Picture the two of you showing up to the annual strategy offsite, each having quietly asked the machine what to do on the way there. You present your beautifully reasoned plan. He presents his. It's the same plan. You have shown up to the party in the same outfit, except the outfit is the future of your business, and neither of you can go home and change.

That leads somewhere uncomfortable. A strategy you can fully justify, from first principle to final slide, is now pretty good evidence that you don't have one. If the reasoning was available to you, it was available to him, at the same price, which is basically nothing. The answer you can defend is the answer everyone else already has. Prediction is a dead end, analysis is a public utility, and the advantage a century of business schools taught us to chase has quietly moved somewhere else.
A strategy you can fully justify is now pretty good evidence that you don't have one.
So I stopped trying to get anywhere
Here is what I do instead, and it's the closest thing I have to a strategy.
Since I can't know where the road goes, I stopped trying to arrive at a specific place on it, and started building an engine that does well wherever the road bends. For us that engine has a deeply unglamorous name. It's delivery. I want to turn work around faster than anyone else, deliver it cheaper than anyone else, and make it better than anyone else, all at the same time. The conventional wisdom is that you have to pick two and give up the third. The conventional wisdom is right, until you automate your own delivery so aggressively that the cost of excellent work falls through the floor. Then you get all three, and you get to be a little insufferable about it.

The good part has nothing to do with being clever. My competitors can't copy it, not for lack of brains but because of the plain arithmetic of their own books. The day the big firms match the service, I intend to be delivering ten times the work at a tenth of the cost, and they won't follow me there, because getting there means not billing the analysts their whole model depends on keeping busy. The one move that makes me faster and cheaper is the exact move they are punished for making. Having no pyramid to protect turns out, for once in a long run of disadvantages, to be the advantage.

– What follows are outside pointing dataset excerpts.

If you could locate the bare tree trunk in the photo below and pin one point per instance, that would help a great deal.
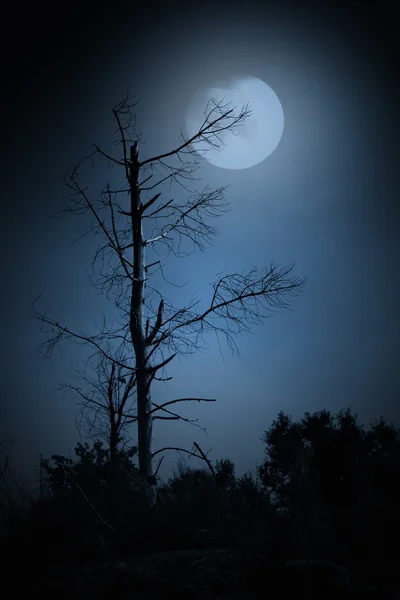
(112, 491)
(145, 419)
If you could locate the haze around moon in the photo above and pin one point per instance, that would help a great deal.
(256, 138)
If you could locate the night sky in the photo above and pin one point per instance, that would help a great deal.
(327, 199)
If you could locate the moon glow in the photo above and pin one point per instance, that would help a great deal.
(259, 134)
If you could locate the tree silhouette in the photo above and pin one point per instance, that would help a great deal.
(338, 482)
(150, 332)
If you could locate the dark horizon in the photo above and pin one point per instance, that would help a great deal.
(327, 199)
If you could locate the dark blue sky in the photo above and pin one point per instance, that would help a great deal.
(327, 199)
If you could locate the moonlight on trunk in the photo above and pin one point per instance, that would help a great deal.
(136, 221)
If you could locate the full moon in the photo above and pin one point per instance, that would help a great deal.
(259, 134)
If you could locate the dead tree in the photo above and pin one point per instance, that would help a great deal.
(150, 331)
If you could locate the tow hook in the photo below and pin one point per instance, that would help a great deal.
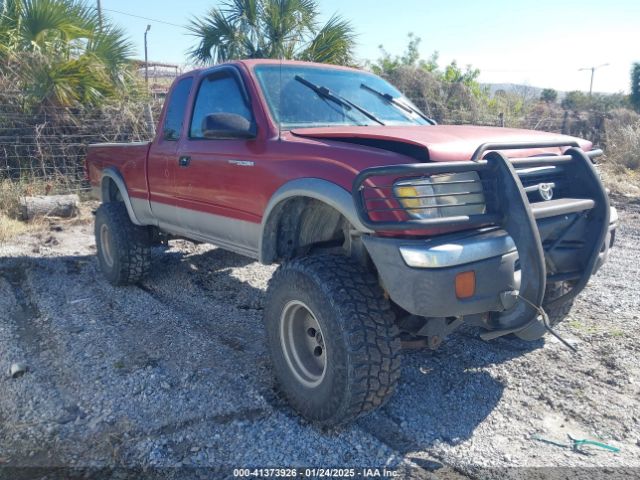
(508, 300)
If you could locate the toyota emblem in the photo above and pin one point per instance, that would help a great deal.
(546, 191)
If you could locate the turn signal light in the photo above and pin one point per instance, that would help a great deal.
(466, 284)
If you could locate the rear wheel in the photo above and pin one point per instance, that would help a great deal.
(124, 252)
(332, 336)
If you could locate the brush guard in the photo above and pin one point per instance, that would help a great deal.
(507, 206)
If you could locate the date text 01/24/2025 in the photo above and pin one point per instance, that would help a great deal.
(314, 473)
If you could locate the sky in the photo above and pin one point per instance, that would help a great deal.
(541, 43)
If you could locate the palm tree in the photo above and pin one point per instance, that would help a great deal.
(271, 29)
(60, 54)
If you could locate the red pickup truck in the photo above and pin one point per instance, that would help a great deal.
(387, 227)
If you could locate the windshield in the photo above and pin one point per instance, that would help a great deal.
(293, 104)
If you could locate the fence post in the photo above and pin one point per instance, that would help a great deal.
(148, 116)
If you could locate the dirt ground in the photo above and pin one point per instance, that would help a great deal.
(174, 373)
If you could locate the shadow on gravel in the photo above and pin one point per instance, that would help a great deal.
(442, 396)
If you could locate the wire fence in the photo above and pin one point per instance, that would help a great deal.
(50, 145)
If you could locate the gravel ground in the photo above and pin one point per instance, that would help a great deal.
(174, 372)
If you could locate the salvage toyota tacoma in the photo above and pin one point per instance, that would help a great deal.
(387, 227)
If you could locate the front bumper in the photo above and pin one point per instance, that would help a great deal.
(516, 247)
(419, 275)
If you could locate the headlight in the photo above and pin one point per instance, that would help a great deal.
(446, 195)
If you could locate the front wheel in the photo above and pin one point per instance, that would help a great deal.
(123, 248)
(333, 341)
(558, 313)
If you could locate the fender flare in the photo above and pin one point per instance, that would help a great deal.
(113, 174)
(327, 192)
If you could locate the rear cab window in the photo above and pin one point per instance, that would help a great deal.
(176, 107)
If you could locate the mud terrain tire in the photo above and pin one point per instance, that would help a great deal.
(124, 249)
(327, 305)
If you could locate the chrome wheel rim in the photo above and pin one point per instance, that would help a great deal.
(105, 242)
(303, 343)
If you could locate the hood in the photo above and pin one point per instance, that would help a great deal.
(440, 143)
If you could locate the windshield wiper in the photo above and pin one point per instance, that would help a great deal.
(324, 92)
(402, 105)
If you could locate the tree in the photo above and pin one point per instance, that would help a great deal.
(61, 54)
(575, 100)
(635, 86)
(549, 95)
(271, 29)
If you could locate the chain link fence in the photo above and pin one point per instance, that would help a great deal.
(49, 145)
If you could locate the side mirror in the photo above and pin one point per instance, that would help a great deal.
(227, 126)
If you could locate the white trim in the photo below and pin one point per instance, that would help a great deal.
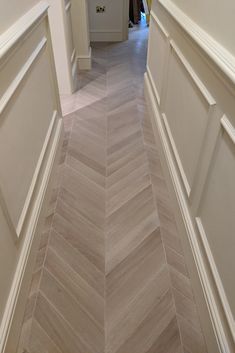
(216, 52)
(37, 171)
(73, 56)
(84, 61)
(176, 155)
(9, 93)
(228, 127)
(194, 78)
(153, 84)
(215, 317)
(16, 286)
(9, 38)
(68, 6)
(216, 276)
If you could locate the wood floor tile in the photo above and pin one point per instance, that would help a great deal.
(102, 281)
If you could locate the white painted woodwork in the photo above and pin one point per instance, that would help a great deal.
(63, 45)
(30, 135)
(190, 89)
(157, 58)
(81, 33)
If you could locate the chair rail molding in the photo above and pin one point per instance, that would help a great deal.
(190, 89)
(25, 78)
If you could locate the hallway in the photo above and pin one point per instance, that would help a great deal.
(101, 282)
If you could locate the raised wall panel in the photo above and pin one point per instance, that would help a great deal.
(157, 57)
(188, 107)
(30, 137)
(17, 156)
(216, 219)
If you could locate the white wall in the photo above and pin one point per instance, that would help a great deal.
(63, 45)
(30, 135)
(216, 17)
(81, 34)
(190, 90)
(111, 25)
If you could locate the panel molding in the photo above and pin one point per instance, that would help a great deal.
(216, 277)
(206, 96)
(159, 95)
(18, 30)
(220, 339)
(36, 174)
(14, 85)
(219, 56)
(194, 78)
(84, 61)
(16, 287)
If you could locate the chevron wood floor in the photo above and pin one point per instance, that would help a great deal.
(102, 282)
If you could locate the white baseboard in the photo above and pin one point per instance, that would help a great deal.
(84, 61)
(11, 323)
(214, 327)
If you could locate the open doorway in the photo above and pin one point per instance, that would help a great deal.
(139, 12)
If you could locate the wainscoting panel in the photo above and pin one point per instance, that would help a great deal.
(188, 107)
(30, 135)
(192, 115)
(216, 220)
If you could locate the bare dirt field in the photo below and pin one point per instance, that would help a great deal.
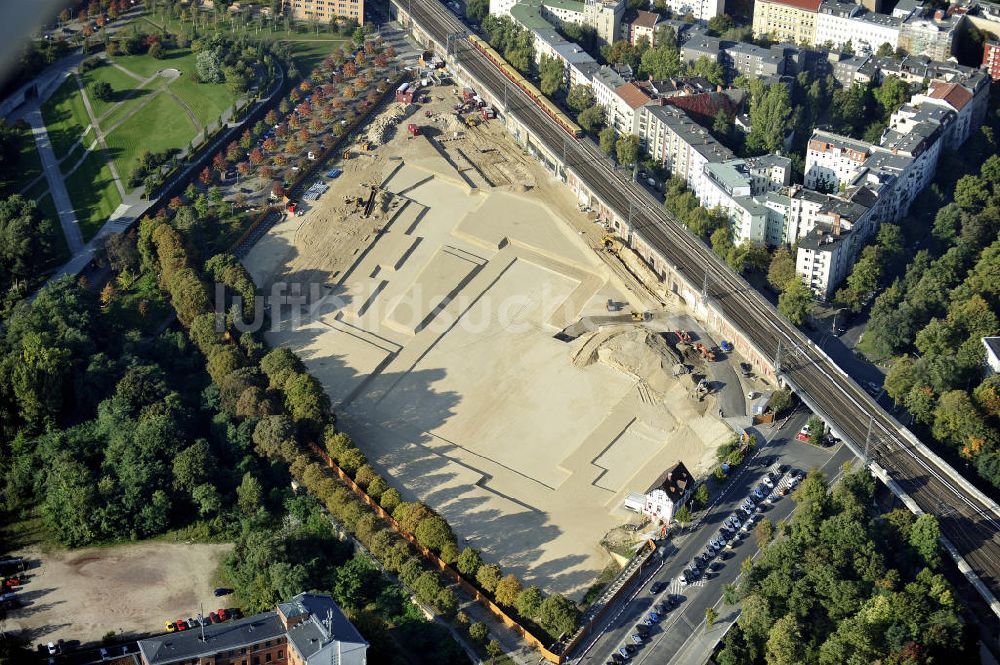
(130, 589)
(441, 272)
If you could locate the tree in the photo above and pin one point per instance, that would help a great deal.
(488, 576)
(627, 149)
(591, 118)
(477, 10)
(796, 302)
(478, 632)
(469, 562)
(607, 139)
(580, 97)
(708, 69)
(102, 90)
(207, 66)
(770, 110)
(529, 601)
(782, 269)
(493, 648)
(507, 591)
(550, 74)
(249, 494)
(558, 616)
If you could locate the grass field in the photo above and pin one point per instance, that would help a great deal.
(28, 166)
(159, 125)
(93, 193)
(65, 116)
(207, 100)
(309, 54)
(120, 82)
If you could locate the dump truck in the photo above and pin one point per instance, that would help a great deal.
(705, 352)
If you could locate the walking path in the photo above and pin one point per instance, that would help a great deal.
(100, 140)
(60, 197)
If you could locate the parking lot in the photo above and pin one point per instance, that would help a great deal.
(129, 589)
(675, 592)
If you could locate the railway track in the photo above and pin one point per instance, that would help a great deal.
(968, 520)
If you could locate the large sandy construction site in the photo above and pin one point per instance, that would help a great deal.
(438, 333)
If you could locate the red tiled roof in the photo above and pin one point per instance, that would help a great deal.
(703, 107)
(633, 95)
(645, 19)
(808, 5)
(956, 96)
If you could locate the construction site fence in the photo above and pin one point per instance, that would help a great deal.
(443, 567)
(270, 215)
(644, 553)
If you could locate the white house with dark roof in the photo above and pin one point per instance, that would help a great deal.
(309, 629)
(668, 493)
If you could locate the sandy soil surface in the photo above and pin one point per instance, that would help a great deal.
(435, 326)
(130, 589)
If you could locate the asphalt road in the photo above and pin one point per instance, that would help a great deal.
(674, 639)
(969, 521)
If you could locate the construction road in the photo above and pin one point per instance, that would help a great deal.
(968, 519)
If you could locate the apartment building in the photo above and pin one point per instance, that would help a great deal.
(325, 11)
(832, 160)
(642, 24)
(683, 146)
(841, 23)
(786, 20)
(309, 629)
(991, 59)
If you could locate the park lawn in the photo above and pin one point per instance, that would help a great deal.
(309, 54)
(146, 65)
(93, 193)
(159, 125)
(120, 82)
(65, 116)
(206, 100)
(28, 166)
(60, 250)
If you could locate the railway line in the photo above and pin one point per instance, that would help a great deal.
(968, 520)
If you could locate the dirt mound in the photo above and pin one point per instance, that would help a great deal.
(636, 351)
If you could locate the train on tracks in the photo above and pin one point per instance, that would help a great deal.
(524, 84)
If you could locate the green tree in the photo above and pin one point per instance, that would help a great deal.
(508, 590)
(796, 302)
(580, 97)
(558, 616)
(782, 269)
(249, 495)
(529, 602)
(627, 150)
(591, 118)
(469, 562)
(550, 74)
(770, 110)
(488, 576)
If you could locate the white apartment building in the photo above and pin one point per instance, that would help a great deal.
(701, 10)
(839, 23)
(832, 159)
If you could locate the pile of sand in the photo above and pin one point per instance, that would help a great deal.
(632, 350)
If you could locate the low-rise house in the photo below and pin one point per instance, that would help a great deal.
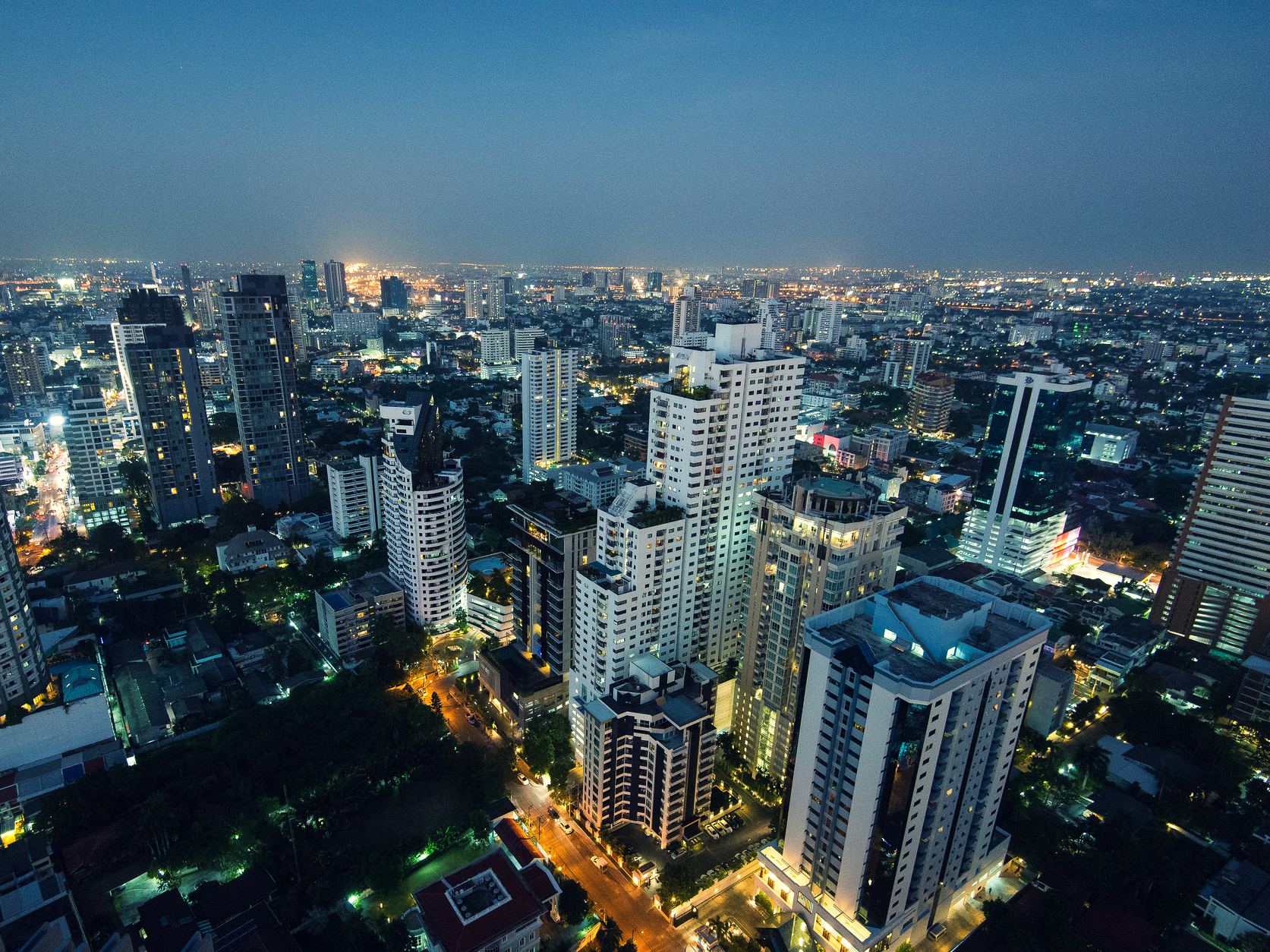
(252, 550)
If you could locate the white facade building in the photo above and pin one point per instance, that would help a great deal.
(355, 496)
(913, 704)
(422, 506)
(549, 410)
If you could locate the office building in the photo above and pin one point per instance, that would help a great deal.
(913, 702)
(23, 676)
(549, 410)
(774, 323)
(422, 506)
(553, 536)
(496, 301)
(394, 295)
(1017, 521)
(474, 307)
(676, 546)
(525, 339)
(355, 496)
(26, 380)
(494, 347)
(337, 288)
(263, 367)
(187, 283)
(832, 542)
(309, 281)
(906, 360)
(930, 405)
(648, 755)
(160, 364)
(357, 328)
(687, 317)
(613, 336)
(347, 615)
(1109, 445)
(94, 462)
(1215, 591)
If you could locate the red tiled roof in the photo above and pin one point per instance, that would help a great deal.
(516, 842)
(452, 933)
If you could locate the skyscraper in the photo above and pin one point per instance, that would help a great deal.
(1215, 591)
(422, 504)
(188, 286)
(496, 301)
(1017, 522)
(394, 295)
(337, 288)
(549, 410)
(912, 708)
(309, 279)
(832, 542)
(162, 367)
(906, 358)
(553, 536)
(263, 366)
(474, 307)
(23, 676)
(930, 404)
(26, 381)
(93, 459)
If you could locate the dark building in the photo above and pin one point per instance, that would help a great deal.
(553, 536)
(166, 389)
(309, 279)
(337, 288)
(263, 367)
(394, 292)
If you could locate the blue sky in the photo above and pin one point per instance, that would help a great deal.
(1072, 136)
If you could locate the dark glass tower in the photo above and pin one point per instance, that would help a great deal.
(263, 366)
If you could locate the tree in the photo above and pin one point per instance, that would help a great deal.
(575, 901)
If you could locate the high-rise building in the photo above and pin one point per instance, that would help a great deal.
(188, 287)
(309, 281)
(26, 380)
(613, 336)
(906, 358)
(494, 347)
(1215, 591)
(355, 496)
(23, 676)
(337, 288)
(263, 367)
(930, 404)
(474, 309)
(93, 460)
(553, 536)
(162, 367)
(912, 706)
(832, 542)
(774, 323)
(1017, 522)
(549, 410)
(496, 301)
(422, 506)
(648, 755)
(676, 549)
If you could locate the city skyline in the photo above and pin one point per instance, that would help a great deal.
(1017, 139)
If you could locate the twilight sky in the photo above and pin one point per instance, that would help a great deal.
(1079, 135)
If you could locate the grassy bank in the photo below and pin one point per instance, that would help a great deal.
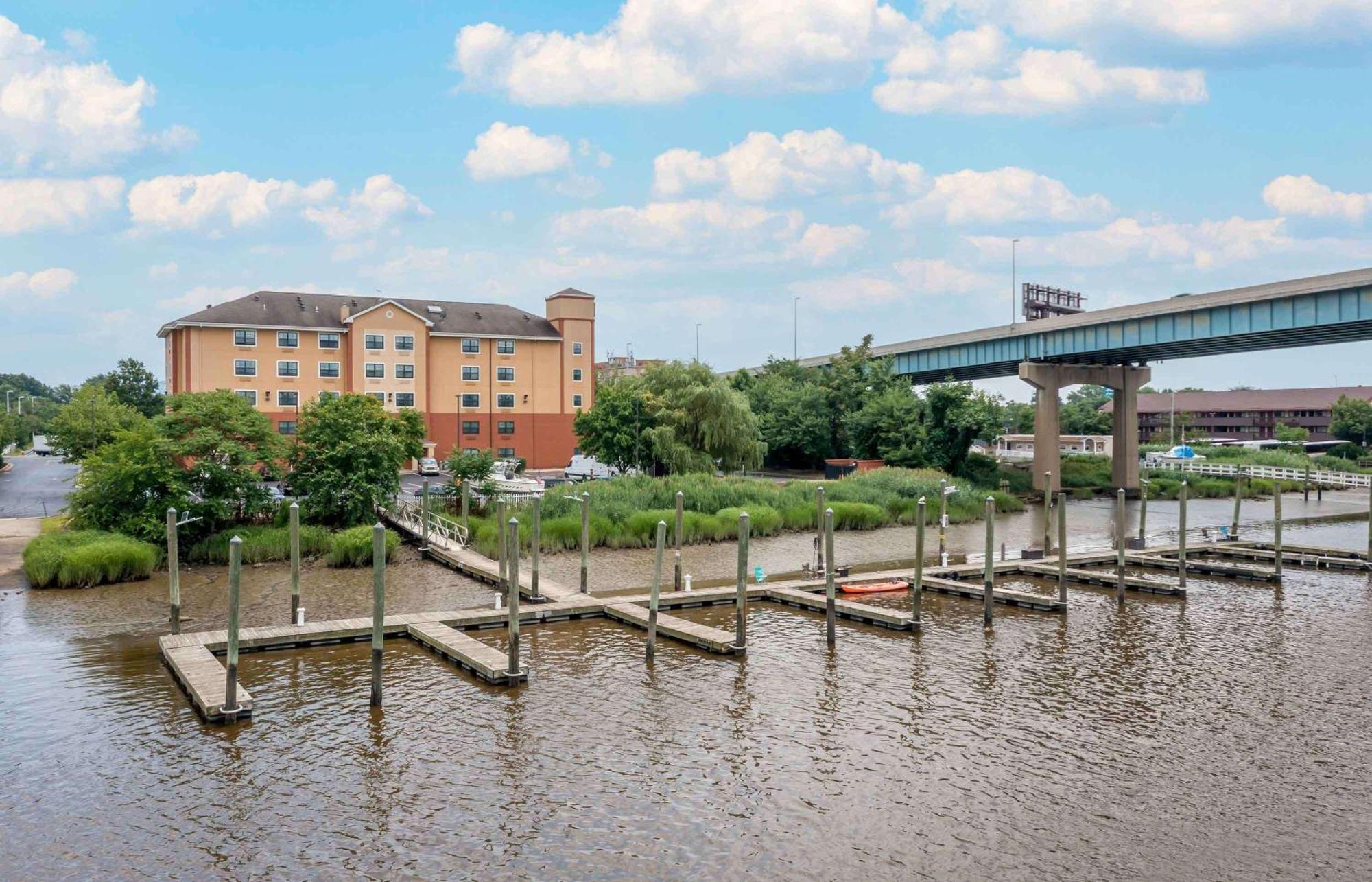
(84, 558)
(625, 511)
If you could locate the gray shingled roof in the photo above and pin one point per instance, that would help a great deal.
(324, 312)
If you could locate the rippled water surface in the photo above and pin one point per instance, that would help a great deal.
(1219, 736)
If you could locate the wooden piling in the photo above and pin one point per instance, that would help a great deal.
(1238, 502)
(296, 562)
(990, 570)
(512, 598)
(378, 609)
(742, 598)
(917, 590)
(1277, 529)
(829, 576)
(1182, 535)
(534, 547)
(231, 661)
(820, 526)
(658, 584)
(174, 573)
(677, 540)
(1120, 548)
(587, 540)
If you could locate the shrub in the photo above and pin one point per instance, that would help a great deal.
(261, 544)
(86, 558)
(353, 547)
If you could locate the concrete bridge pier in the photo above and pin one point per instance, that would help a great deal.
(1049, 381)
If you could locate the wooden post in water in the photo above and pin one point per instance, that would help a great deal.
(1277, 529)
(536, 542)
(742, 599)
(820, 526)
(1048, 514)
(1063, 547)
(658, 587)
(1144, 509)
(677, 540)
(174, 573)
(919, 588)
(1120, 543)
(231, 666)
(1238, 502)
(512, 599)
(378, 609)
(1182, 535)
(943, 522)
(829, 576)
(587, 539)
(296, 562)
(990, 572)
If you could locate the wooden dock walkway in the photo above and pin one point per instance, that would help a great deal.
(485, 661)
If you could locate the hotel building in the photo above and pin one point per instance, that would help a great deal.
(485, 375)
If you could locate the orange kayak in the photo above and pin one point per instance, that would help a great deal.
(875, 587)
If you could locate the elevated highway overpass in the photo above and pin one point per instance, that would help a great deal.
(1113, 348)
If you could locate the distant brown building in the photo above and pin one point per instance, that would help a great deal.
(1242, 414)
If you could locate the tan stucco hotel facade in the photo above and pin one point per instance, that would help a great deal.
(485, 375)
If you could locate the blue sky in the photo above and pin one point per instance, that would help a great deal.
(685, 161)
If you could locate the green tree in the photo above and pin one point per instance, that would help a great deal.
(1351, 419)
(90, 421)
(892, 428)
(614, 429)
(222, 440)
(349, 455)
(135, 385)
(128, 484)
(699, 421)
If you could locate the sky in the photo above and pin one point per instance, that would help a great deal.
(687, 161)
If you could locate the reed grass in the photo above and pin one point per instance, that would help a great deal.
(86, 558)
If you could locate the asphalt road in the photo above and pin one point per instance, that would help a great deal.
(36, 487)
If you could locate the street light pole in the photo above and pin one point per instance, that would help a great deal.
(1013, 242)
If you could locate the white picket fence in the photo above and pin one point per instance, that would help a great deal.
(1273, 473)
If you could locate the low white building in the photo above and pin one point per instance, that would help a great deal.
(1021, 447)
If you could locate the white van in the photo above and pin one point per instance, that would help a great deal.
(588, 469)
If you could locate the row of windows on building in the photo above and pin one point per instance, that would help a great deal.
(403, 343)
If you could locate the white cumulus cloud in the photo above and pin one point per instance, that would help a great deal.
(47, 202)
(57, 113)
(506, 152)
(1304, 196)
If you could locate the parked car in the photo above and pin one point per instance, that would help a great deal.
(588, 469)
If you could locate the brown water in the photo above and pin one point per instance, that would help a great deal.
(1218, 736)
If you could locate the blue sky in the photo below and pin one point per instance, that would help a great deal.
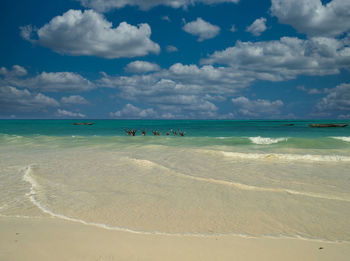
(175, 59)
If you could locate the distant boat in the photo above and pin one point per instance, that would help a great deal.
(83, 123)
(328, 125)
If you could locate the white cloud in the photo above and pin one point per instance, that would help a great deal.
(142, 67)
(64, 113)
(166, 18)
(310, 91)
(260, 107)
(286, 58)
(185, 91)
(312, 17)
(202, 29)
(13, 100)
(233, 28)
(257, 27)
(337, 101)
(171, 49)
(17, 71)
(131, 111)
(106, 5)
(89, 33)
(74, 99)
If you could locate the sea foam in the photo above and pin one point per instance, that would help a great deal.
(289, 157)
(347, 139)
(266, 141)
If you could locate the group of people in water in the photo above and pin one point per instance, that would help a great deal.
(132, 132)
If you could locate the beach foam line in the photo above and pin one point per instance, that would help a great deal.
(241, 186)
(266, 141)
(34, 185)
(289, 157)
(345, 138)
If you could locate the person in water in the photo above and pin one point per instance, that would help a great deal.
(133, 132)
(128, 132)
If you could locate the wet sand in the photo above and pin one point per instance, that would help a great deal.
(43, 239)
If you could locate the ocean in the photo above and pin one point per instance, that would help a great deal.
(247, 178)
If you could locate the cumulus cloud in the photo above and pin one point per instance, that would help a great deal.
(88, 33)
(142, 67)
(285, 58)
(183, 90)
(257, 27)
(64, 113)
(13, 100)
(131, 111)
(106, 5)
(312, 17)
(233, 28)
(74, 99)
(202, 29)
(260, 107)
(311, 91)
(16, 71)
(337, 101)
(171, 49)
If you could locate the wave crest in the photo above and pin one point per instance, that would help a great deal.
(266, 141)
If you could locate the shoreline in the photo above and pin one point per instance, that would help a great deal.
(54, 239)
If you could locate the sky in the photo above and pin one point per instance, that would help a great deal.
(175, 59)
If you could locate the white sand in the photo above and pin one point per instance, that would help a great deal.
(28, 239)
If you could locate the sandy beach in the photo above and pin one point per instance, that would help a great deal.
(53, 239)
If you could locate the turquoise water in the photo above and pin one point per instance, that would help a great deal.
(193, 128)
(198, 132)
(248, 178)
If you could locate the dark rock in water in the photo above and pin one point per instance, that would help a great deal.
(83, 123)
(328, 125)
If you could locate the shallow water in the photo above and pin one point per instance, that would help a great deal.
(264, 185)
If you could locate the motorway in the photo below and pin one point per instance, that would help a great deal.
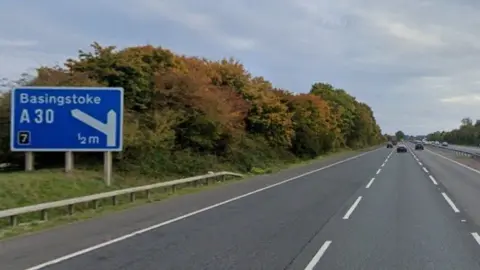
(470, 149)
(378, 210)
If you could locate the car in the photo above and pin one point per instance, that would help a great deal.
(401, 148)
(418, 146)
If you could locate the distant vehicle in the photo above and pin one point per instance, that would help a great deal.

And I'll admit this isn't abstract for me. I'm the founder, and I'm also the person in the room on most of our engagements, which means my own calendar is the hard limit on how many companies we can help and how well I can keep up with a field that reinvents itself every few weeks. For me, automation has nothing to do with efficiency. It's the only way I get to be useful to more people without slowly getting worse at the work. No framework talked me into it. My calendar did.
So no, I don't have a strategy in the sense my father would have recognized, the kind that comes down from above like weather and sits there for a decade. I have something smaller and harder and a lot more alive. One bet I can defend in every version of the future I can imagine, and the discipline to keep feeding it while the window is open.
If I could put one question to any leader who has read this far, it wouldn't be what your AI strategy is. You would just hand me a plan. It would be this. What are you building that keeps winning no matter where this technology goes next, and would your competitors even be allowed to copy it if they saw exactly how it works?